774 LAWS OF MARYLAND Ch. 49
266T.
(a) The Authority, upon application of the proposed
mortgagors, may insure part or all of the mortgage payments
required by a first mortgage on any industrial project, upon
such terms and conditions as the Authority may prescribe, if
the aggregate amount of the insured portion of the principal
obligations of all mortgages outstanding at any one time
does not exceed an amount equal to five times the balance in
the industrial project mortgage insurance fund.
(b) To be eligible for insurance under this subtitle a
mortgage shall:
(1) Be made by a mortgagor as defined herein and
held by a mortgagee approved by the Authority.
(2) Involve a principal obligation, including
initial service charges and appraisal, inspection and other
fees approved by the Authority, not more than 100 percent of
the cost of the project. The portion of the principal
obligation of the mortgage insured by the Authority may not
exceed $5,000,000 for any one project and may not exceed 90
percent of the cost of the project (as defined in § 266-0)
as to real property, nor 70 percent of the cost of the
project (as defined in § 266-0) as to machinery and
equipment.
(3) Have a maturity satisfactory to the
Authority but in no case later than 25 years from the date
of the insurance except in the case of machinery and
equipment, for which the maturity is to be no more than 15
years from the date of the insurance but in no case beyond
the normal useful life of the machinery and equipment.

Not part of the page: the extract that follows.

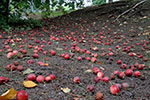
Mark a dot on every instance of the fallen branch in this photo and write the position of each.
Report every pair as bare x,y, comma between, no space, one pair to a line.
136,5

(4) Contain repayment provisions satisfactory to
the Authority requiring payments by the mortgagor which may
include principal and interest payments, cost of local
property taxes and assessments or payments in lieu thereof,
landlease rentals if any, hazard insurance on the property,
such mortgage insurance premiums as are required under §
266U, and such depreciation payments as may be necessary to
maintain the integrity of the project until principal has
been completely amortized, all as the Authority from time to
time prescribes or approves.
(5) Be in such form and contain such terms and
provisions with respect to property insurance, repairs,
alterations, payment of taxes and assessments or payments in
lieu thereof, default reserves, delinquency charges, default
remedies, anticipation of maturity, additional and secondary
liens, and other matters as the Authority may prescribe.
(6) Not have a maturity later than the initial
term of the lease of the property on which the mortgage is
granted; provided, however, that this shall in no way
preclude the prepayment of any mortgage so insured.